Trump lands in Ankara still furious over Iran. Behind billions in defense deals, allies quietly hedge their bets — and Erdoğan may be the only one who walks away a clear winner.

Trump didn't land in Ankara in a conciliatory mood. According to an Axios exclusive, the president is still angry at allies who refused basing and overflight rights during his operations against Iran, and he's determined to make sure they know it at this summit. Fox News and CBS News frame the meeting in similar terms — an Iran-shadowed gathering, with Trump frustrated at allies who didn't stand with him in the conflict. The Guardian reports that all 32 member states now need to put "clear, concrete and credible" plans on the table to hit the 5% GDP defense target agreed last year in The Hague — 3.5% for core defense, 1.5% for related security spending. Wyoming Truth and the AP note that Trump already extracted big promises last year; in Ankara, he's pushing to turn those promises into actual money and capability.

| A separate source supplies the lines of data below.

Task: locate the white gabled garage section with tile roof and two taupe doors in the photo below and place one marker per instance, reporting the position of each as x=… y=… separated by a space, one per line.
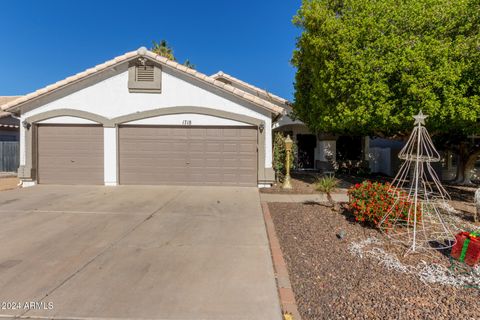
x=143 y=119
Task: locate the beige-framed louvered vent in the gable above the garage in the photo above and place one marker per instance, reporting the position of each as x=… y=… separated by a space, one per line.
x=144 y=77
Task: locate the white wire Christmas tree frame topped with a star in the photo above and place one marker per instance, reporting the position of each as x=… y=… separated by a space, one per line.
x=416 y=217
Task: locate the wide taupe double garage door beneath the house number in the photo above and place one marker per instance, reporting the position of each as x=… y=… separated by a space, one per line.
x=188 y=155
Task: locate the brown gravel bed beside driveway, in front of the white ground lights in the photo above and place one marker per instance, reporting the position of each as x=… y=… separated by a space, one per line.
x=331 y=283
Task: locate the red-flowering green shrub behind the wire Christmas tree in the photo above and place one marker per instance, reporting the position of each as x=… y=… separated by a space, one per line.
x=370 y=201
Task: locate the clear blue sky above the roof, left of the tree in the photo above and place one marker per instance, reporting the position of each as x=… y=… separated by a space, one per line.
x=46 y=41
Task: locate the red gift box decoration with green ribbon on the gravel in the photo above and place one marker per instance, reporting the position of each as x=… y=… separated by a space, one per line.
x=467 y=248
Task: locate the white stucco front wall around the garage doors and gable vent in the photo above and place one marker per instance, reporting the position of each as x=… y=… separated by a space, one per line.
x=111 y=98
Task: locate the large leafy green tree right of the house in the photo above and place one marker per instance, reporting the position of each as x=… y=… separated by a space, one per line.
x=364 y=67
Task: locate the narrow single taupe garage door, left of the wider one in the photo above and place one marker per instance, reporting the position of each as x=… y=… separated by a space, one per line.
x=70 y=154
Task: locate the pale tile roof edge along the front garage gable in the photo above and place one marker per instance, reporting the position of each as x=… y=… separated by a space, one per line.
x=162 y=60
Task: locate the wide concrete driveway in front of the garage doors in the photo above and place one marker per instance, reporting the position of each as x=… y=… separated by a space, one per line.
x=135 y=252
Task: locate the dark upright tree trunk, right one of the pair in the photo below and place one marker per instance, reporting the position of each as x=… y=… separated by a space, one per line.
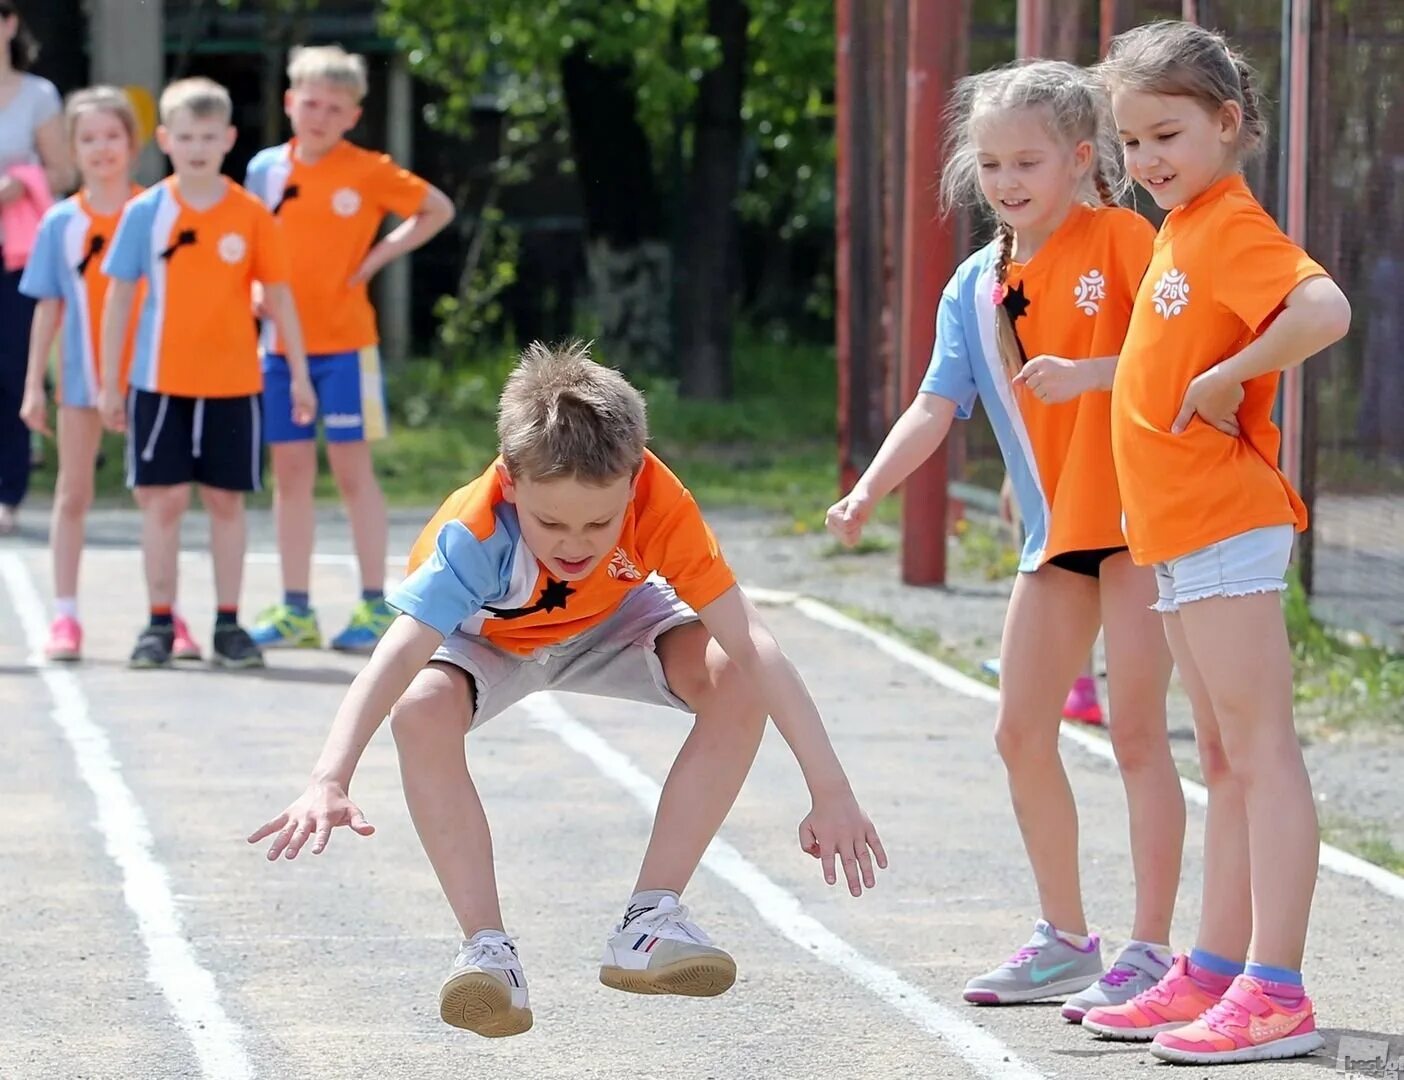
x=707 y=283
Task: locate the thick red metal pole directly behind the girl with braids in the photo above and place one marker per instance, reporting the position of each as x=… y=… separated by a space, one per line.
x=936 y=57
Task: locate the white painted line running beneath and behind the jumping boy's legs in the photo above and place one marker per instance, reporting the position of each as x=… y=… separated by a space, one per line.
x=784 y=912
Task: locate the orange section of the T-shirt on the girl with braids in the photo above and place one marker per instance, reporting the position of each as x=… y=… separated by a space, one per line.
x=1076 y=297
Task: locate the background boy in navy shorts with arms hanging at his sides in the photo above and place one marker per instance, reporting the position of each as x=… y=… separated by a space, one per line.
x=194 y=412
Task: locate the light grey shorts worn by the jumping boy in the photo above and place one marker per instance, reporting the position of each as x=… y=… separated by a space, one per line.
x=617 y=659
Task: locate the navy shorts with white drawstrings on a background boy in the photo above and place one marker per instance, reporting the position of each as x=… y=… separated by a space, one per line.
x=213 y=442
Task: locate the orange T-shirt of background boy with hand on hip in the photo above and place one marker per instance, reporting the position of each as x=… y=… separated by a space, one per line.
x=331 y=214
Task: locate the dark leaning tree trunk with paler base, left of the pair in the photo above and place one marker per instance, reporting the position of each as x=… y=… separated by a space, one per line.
x=627 y=255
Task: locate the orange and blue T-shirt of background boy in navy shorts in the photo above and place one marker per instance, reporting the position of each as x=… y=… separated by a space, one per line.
x=196 y=332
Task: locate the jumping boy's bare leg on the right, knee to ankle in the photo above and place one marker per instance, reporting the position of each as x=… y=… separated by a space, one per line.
x=713 y=765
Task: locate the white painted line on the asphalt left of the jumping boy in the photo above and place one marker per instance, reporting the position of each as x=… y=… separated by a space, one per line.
x=171 y=961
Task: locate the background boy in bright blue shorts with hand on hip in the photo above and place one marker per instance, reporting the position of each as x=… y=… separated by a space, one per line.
x=331 y=199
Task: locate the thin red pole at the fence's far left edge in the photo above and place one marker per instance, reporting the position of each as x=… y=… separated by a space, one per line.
x=843 y=214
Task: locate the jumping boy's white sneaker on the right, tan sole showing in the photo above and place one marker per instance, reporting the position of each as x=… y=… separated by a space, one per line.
x=658 y=951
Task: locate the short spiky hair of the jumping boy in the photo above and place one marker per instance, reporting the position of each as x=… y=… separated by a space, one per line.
x=565 y=416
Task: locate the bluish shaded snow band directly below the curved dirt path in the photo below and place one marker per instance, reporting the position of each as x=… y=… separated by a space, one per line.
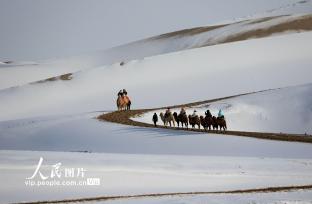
x=82 y=132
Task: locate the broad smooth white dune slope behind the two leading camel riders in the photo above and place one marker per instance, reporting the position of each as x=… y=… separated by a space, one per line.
x=175 y=78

Some of the numbers have already landed. ANSA reports allies pledged $40 billion over five years for counter-drone capabilities, with a dedicated platform to back it.

Rutte made his announcements at the Defence Industry Forum. The alliance is buying twelve new Airbus A330 MRTT tankers, with the tenth already delivered. Turkey, Belgium, the UK, Spain, Poland and Czechia signed on to jointly operate A400M transport aircraft. Turkey is also contributing two domestically built observation satellites to the alliance's space capabilities, and its radar and air-defense contract alone tops $350 million. It's the kind of announcement flood that backs up what Gazzetta del Sud reported — a Defence Industry Forum capable of tens of billions in deals, with Rutte hinting at even bigger news to come.

The money is moving. Behind the scenes, something else is brewing.

Netanyahu complained to Trump on Friday. According to Axios, the Israeli prime minister is unhappy with Erdoğan's increasingly anti-Israel rhetoric, and asked the American president to rein in the Turkish leader when the two meet at the summit. Just days later, Time reported that Trump reignited his feud with Italian Prime Minister Giorgia Meloni with a provocative social media post — the second round, after he'd previously claimed Meloni begged for a photo with him. Giornale di Sicilia says Meloni's response was total silence.

Not everyone is waiting for Washington to decide their future for them. Canadian Prime Minister Mark Carney — the first Canadian premier to visit Turkey in 11 years — announced that Canada's new submarine fleet will be built around a joint German-Norwegian bid. The New York Times says the move cuts Canada's military and economic dependence on the United States. Europe is standing on its own two feet elsewhere too. The Wall Street Journal reports the continent is working to plug the security gaps left by a receding American NATO presence. Alternatives exist, allies say. Still, fears about weakened deterrence persist.

Ukrainian President Zelensky also arrived in Ankara, where Time reports he urged allies toward "strong decisions" after Russia launched another deadly strike on Kyiv — timed just hours before the summit opened. Ukraine's ambassador to Washington told Foreign Policy that this summit matters differently for Kyiv than previous ones. In the background, an ominous warning lingers: a Wall Street Journal opinion piece argues Putin could test the alliance's political will with even a small border incursion — and if that will isn't there, it could spell the end of NATO.

Turkey, meanwhile, is playing its own game. Defense News reports Ankara's alliance clout is rising as it showcases its growing defense industry amid wars raging nearby. Foreign Minister Hakan Fidan openly admitted at an Ankara event that simply securing Trump's attendance was the hardest part of organizing the summit. Foreign Policy's analysis is blunt: however the meeting turns out, the Turkish president comes out ahead. That picture is complicated by TPI's report that five journalists were arrested in Turkey on the eve of the summit, while police cracked down on anti-NATO protesters in an Ankara park — among them several opposition lawmakers.